Está en medio de la nada,
o justo a medio camino:
a cinco mil kilómetros
al oeste de San Francisco,
a cuatro mil cien al este de Tokio.
En realidad es un atolón
que abraza dos islas pequeñas,
una de ellas llamada Isla de Arena,
la otra Isla del Este.
En Midway
hay una pequeña población humana
-fue durante muchos años
una base estratégica
de la Marina de Estados Unidos-
y otra inmensa de aves.
Las cifras son alucinantes:
unos dos millones de pájaros
pueden congregarse en ella,
sobre todo albatros,
que son pájaros
igualmente legendarios
en la historia natural
y en la literatura.
Baudelaire les dedicó
uno de sus grandes poemas,
en el que el ritmo
de esa palabra magnífica, albatros,
se repite con la majestad
del movimiento de sus alas,
que alcanzan los dos metros desplegadas.
En la Balada del Viejo Navegante de Coleridge
los albatros son pájaros de maravilla y profecía.
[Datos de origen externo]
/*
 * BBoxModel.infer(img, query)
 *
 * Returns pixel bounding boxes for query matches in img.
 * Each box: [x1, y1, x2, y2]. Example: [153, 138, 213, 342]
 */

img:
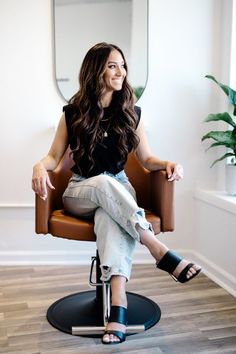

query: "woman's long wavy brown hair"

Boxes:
[69, 42, 139, 174]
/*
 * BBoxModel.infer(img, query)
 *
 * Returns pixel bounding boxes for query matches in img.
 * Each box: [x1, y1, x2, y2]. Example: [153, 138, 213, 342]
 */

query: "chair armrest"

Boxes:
[150, 170, 174, 232]
[35, 171, 57, 234]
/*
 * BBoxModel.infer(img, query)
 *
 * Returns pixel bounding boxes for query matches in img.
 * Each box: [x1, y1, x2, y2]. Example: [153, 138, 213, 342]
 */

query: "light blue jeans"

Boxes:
[63, 171, 152, 281]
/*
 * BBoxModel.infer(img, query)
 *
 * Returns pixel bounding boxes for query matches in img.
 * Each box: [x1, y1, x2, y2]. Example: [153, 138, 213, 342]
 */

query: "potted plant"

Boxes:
[202, 75, 236, 195]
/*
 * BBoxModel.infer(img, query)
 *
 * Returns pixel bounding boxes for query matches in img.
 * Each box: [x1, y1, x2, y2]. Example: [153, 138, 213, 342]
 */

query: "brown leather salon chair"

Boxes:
[35, 151, 174, 337]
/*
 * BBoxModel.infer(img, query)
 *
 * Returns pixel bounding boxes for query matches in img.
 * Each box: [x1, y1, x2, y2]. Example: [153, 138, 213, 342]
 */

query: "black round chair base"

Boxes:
[47, 291, 161, 337]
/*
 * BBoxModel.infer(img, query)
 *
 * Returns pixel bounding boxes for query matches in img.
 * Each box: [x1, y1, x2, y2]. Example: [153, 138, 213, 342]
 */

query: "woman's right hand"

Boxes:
[32, 162, 55, 200]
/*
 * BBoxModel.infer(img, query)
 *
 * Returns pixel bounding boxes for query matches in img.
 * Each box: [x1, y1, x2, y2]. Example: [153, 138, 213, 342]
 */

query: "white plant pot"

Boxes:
[225, 164, 236, 195]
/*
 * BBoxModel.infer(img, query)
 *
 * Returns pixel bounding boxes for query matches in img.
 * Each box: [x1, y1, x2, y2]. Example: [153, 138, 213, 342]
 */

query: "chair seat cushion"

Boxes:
[48, 209, 161, 241]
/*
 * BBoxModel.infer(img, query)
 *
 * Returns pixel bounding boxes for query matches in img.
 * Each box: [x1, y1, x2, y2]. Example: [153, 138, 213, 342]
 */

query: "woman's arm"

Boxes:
[32, 114, 68, 200]
[135, 119, 183, 181]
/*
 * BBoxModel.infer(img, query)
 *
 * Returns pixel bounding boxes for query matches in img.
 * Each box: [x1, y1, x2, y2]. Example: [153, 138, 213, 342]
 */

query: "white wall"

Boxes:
[0, 0, 235, 296]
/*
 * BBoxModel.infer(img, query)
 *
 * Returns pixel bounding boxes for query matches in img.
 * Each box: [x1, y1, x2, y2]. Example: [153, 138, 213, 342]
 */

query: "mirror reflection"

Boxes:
[53, 0, 148, 101]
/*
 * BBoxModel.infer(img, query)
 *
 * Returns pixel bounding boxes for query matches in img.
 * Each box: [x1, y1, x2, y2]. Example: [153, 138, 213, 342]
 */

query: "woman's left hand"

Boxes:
[166, 161, 184, 181]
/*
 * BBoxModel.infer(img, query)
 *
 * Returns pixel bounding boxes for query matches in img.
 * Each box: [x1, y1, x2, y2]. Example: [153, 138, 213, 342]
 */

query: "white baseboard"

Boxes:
[178, 250, 236, 297]
[0, 248, 236, 297]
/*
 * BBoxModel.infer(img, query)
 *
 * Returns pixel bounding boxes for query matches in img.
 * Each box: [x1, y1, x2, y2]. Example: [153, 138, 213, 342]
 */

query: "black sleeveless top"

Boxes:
[63, 104, 141, 178]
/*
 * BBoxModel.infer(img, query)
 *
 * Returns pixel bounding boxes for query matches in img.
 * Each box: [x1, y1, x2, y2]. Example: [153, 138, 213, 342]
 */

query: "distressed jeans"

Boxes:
[63, 171, 152, 281]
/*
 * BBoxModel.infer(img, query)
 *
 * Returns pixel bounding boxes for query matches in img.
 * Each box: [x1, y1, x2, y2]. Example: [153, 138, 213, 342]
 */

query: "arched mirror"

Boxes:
[53, 0, 148, 101]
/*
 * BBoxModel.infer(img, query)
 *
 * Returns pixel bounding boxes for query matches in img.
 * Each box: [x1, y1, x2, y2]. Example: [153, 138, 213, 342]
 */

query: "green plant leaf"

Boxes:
[205, 75, 236, 107]
[204, 112, 236, 128]
[202, 130, 236, 146]
[211, 152, 235, 167]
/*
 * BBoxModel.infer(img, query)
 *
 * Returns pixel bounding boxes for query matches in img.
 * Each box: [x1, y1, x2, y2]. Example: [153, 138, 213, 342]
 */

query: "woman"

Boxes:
[32, 43, 201, 344]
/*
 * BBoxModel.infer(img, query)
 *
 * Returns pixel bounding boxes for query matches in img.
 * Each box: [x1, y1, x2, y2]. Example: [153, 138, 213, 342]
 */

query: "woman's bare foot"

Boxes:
[102, 275, 127, 344]
[137, 225, 201, 279]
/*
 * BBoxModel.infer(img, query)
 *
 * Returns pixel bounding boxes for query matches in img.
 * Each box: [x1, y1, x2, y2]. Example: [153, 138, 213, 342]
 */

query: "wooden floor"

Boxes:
[0, 265, 236, 354]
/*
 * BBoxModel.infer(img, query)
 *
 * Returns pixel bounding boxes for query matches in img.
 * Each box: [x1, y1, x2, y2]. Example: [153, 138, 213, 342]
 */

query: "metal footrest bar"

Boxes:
[72, 325, 145, 336]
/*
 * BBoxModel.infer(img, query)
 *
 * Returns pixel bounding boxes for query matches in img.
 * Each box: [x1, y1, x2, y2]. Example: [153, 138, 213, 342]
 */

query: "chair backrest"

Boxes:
[54, 149, 150, 209]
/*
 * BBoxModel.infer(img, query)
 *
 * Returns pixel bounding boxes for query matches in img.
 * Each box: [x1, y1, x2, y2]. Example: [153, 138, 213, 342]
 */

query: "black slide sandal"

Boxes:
[156, 251, 202, 283]
[102, 306, 127, 345]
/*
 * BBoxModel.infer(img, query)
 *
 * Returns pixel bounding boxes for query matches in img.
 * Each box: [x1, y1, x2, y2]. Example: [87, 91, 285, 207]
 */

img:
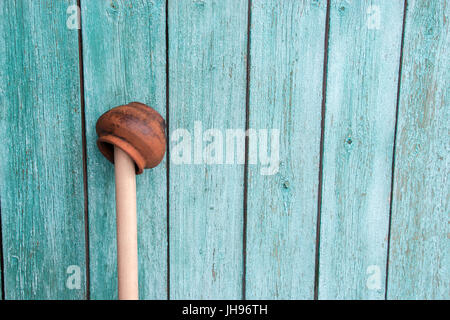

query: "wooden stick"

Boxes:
[114, 146, 139, 300]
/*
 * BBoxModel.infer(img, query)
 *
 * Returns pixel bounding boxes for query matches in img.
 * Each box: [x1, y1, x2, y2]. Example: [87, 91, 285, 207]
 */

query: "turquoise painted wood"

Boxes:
[0, 0, 450, 299]
[388, 1, 450, 299]
[318, 1, 404, 299]
[81, 0, 167, 299]
[0, 0, 86, 299]
[246, 0, 327, 299]
[168, 0, 248, 299]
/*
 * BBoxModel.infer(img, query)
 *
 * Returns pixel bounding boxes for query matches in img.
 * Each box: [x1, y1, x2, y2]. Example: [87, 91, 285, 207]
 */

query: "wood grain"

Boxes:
[318, 0, 404, 299]
[246, 0, 327, 299]
[387, 1, 450, 299]
[0, 0, 86, 299]
[81, 0, 167, 299]
[169, 0, 248, 299]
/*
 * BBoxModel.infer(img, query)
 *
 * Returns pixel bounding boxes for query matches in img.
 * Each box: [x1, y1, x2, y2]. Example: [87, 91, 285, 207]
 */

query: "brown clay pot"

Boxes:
[96, 102, 166, 174]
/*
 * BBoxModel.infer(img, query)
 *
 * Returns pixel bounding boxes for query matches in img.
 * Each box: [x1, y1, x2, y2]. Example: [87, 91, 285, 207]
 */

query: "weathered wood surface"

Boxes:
[388, 0, 450, 299]
[246, 0, 327, 299]
[0, 0, 86, 299]
[168, 0, 248, 299]
[81, 0, 167, 299]
[318, 1, 404, 299]
[0, 0, 450, 299]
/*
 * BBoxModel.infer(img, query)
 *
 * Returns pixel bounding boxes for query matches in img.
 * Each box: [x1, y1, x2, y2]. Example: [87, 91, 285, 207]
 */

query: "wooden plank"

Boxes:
[168, 0, 248, 299]
[318, 0, 404, 299]
[81, 0, 167, 299]
[387, 1, 450, 299]
[246, 0, 327, 299]
[0, 0, 86, 299]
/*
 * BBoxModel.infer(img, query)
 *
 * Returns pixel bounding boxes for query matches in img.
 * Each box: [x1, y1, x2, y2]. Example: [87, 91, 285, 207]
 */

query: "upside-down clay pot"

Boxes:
[96, 102, 166, 174]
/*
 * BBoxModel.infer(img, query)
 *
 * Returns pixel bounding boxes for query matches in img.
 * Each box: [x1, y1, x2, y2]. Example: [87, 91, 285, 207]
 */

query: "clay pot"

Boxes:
[96, 102, 166, 174]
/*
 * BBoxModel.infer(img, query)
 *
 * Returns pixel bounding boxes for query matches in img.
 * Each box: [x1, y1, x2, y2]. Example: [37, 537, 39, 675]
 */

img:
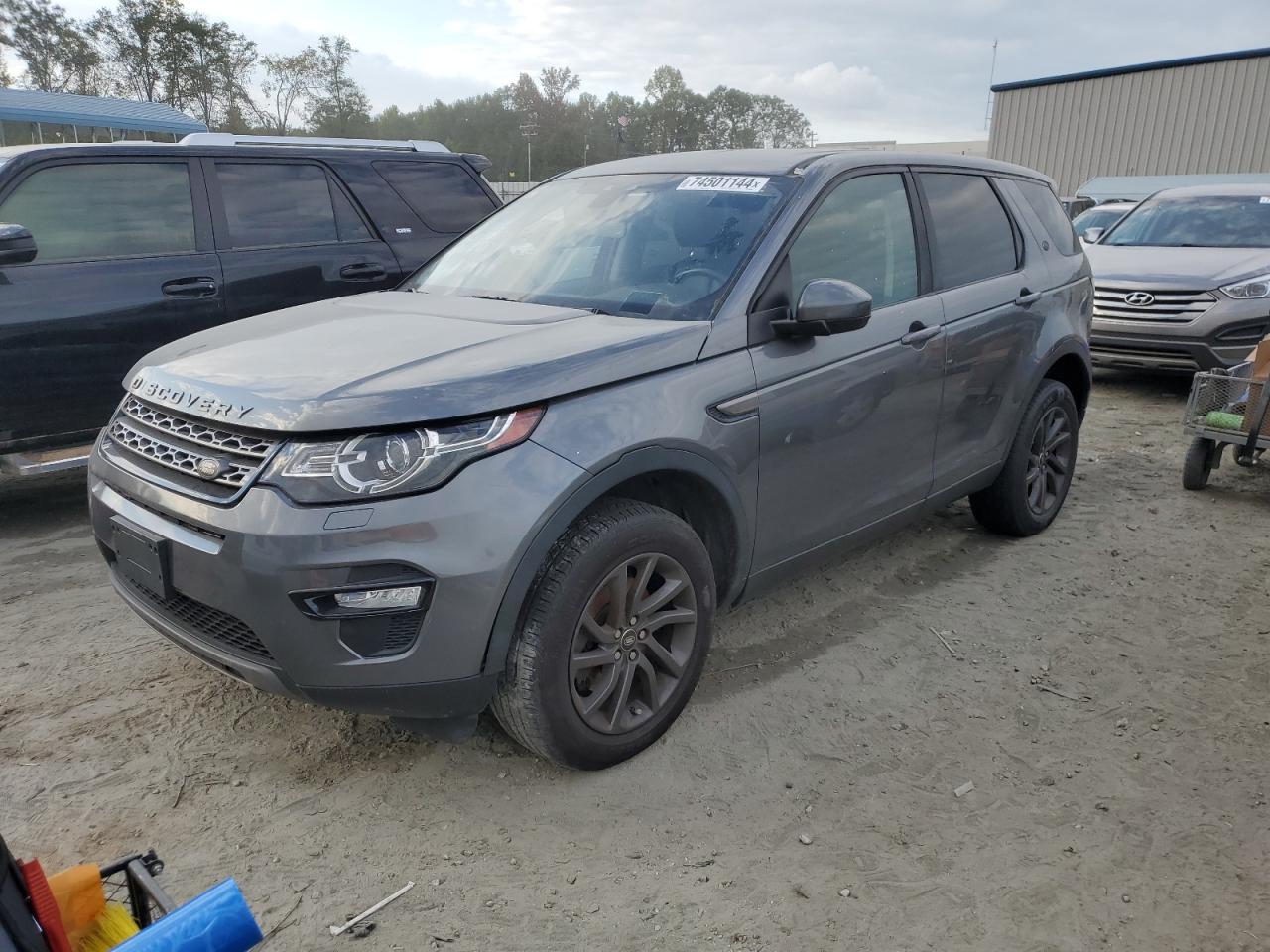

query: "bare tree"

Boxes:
[308, 36, 371, 136]
[182, 14, 259, 127]
[257, 46, 318, 136]
[92, 0, 186, 103]
[0, 0, 101, 95]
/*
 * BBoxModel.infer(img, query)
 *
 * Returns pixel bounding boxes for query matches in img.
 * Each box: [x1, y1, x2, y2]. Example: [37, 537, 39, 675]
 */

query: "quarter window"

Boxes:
[216, 163, 343, 248]
[921, 173, 1019, 289]
[0, 163, 194, 264]
[1015, 181, 1080, 255]
[375, 162, 494, 232]
[789, 174, 917, 307]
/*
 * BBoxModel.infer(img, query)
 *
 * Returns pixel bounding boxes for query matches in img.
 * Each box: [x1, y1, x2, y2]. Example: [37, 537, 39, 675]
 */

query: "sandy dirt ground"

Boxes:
[0, 376, 1270, 952]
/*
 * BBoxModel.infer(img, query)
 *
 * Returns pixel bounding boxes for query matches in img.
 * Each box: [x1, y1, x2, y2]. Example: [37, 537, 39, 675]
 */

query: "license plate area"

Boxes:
[110, 516, 172, 598]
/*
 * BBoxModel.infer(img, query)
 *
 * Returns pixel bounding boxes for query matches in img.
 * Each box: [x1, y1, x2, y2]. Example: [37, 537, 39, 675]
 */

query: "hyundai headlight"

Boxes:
[1221, 274, 1270, 300]
[262, 407, 543, 503]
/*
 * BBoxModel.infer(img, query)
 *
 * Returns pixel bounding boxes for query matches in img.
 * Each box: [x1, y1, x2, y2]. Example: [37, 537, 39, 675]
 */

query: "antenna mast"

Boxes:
[983, 40, 999, 131]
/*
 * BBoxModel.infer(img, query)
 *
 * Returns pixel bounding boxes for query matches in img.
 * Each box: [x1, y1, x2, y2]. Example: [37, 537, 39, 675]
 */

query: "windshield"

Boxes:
[1099, 195, 1270, 248]
[401, 174, 795, 321]
[1072, 204, 1133, 237]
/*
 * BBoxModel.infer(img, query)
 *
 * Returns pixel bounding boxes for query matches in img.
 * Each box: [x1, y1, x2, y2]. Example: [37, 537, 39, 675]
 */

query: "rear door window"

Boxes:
[375, 162, 494, 232]
[918, 173, 1019, 289]
[0, 162, 194, 264]
[1015, 181, 1080, 255]
[216, 162, 346, 248]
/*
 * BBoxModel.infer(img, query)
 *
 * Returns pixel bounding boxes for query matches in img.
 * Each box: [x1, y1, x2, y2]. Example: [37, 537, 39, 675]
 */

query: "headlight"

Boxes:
[262, 407, 543, 503]
[1221, 274, 1270, 300]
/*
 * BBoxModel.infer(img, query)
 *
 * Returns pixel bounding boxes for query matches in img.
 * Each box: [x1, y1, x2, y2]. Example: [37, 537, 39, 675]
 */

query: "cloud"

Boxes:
[762, 62, 885, 109]
[55, 0, 1265, 141]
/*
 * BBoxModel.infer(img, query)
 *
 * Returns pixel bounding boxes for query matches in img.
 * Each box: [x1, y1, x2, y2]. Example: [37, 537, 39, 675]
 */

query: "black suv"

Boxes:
[0, 133, 499, 473]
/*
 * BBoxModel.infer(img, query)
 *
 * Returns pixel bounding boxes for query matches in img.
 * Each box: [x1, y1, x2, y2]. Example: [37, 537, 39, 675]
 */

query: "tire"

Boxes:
[1183, 436, 1216, 490]
[970, 380, 1080, 538]
[493, 499, 715, 771]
En Moby-Dick sus aleteos y sus graznidos
rondan enloquecedoramente
en torno a los despojos sangrientos
de las ballenas recién descuartizadas.
Los albatros sólo se detienen en tierra
para aparearse o para poner los huevos
y alimentar a sus crías.
Descansan inmóviles con las alas abiertas
en los remolinos ascendentes del aire
y beben agua del mar.
Medio millón de parejas de albatros
fueron contabilizadas
en la isla de Midway en enero de 2008.
A los pocos meses de nacer,
los pájaros jóvenes levantan el vuelo
y sólo regresan a Midway
al cabo de cinco años de viajes
sin descanso por el océano.
Se alimentan sobre todo
de pequeños calamares
y pueden vivir
hasta cuarenta y cinco años.
En Midway estuvo
a finales del siglo XIX
Robert Louis Stevenson,
que tanta culpa tiene
de que los adolescentes de otras épocas
nos aficionáramos tanto a la literatura
y al romanticismo de las islas del Pacífico.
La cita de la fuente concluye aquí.